Inconvenient truths about the green transition

When western policymakers talk about reasons for supply chain decoupling from China in areas like semiconductors and clean energy technology, they often cite two inconvenient truths.

First, cheap Chinese inputs like the polysilicon needed for solar panels and critical minerals for batteries are often made or extracted by forced labour in Xinjiang. Second, a lot of what’s advertised as “clean” energy technology coming out of China is made in factories that use coal-powered electricity. If you tally in the true carbon and labour cost of that production, it doesn’t seem so “clean” any more.

America’s Inflation Reduction Act is meant to start tallying up the real cost of labour and emissions, with carrots and sticks designed to cut forced labour and dirty power out of supply chains. In theory, that also cuts China out of the clean energy transition in the US, at least unless it changes its position on coal and Xinjiang.

Or does it? As the IRA subsidies start rolling out, it’s clear that it’s difficult, if not impossible at the moment, to decouple totally from China in areas like solar power. Indeed, recent conversations I’ve had with both policymakers and business leaders have convinced me that we are about to have some very tough global conversations about the trade-offs that will need to be made if we want a truly green energy transition that creates decent jobs in the US and abroad.

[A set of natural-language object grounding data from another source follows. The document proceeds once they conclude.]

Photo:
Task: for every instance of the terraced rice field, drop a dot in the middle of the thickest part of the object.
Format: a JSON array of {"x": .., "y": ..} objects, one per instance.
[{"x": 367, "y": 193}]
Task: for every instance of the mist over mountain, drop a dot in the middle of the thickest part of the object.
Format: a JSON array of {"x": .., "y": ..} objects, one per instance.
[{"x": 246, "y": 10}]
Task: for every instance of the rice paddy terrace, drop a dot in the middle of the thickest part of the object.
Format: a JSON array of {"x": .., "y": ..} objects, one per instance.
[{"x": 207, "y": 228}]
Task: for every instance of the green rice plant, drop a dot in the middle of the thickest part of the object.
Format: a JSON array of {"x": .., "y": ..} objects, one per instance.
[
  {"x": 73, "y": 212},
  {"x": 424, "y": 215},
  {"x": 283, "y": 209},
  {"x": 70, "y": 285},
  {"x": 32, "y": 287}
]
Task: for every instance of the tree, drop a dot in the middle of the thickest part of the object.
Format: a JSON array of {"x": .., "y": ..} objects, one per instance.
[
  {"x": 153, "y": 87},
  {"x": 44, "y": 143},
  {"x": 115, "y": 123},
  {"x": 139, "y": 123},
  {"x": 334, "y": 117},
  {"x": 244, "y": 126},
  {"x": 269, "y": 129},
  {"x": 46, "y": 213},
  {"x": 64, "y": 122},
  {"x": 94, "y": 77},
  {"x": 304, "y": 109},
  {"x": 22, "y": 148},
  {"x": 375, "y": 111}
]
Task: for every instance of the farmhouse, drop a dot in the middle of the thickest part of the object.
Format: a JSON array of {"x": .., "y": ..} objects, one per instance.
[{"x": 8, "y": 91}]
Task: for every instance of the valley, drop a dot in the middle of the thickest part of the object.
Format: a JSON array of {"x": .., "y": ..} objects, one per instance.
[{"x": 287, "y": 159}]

Consider, for example, the last year of new solar and green battery factory announcements in the US. New rules mean that solar modules deemed to have been made with forced labour in those dirty Chinese factories can be impounded at the US border. At first glance, this looks like a huge win for the Biden administration. And in some ways it is: America is finally starting to pass policies to encourage sustainable, inclusive growth. 

But when you dig deeper, you realise that the IRA specifications for things like modules or solar battery cells don’t account for the fact that nearly all raw polysilicon, which is traded as a commodity on the global market and thus not identified by origin, is made in China, much of it in Xinjiang. That means that there’s hardly any solar panel in the US or pretty much anywhere else that’s “clean”, not to mention made completely with fair labour practices, given the dominance of China in the market.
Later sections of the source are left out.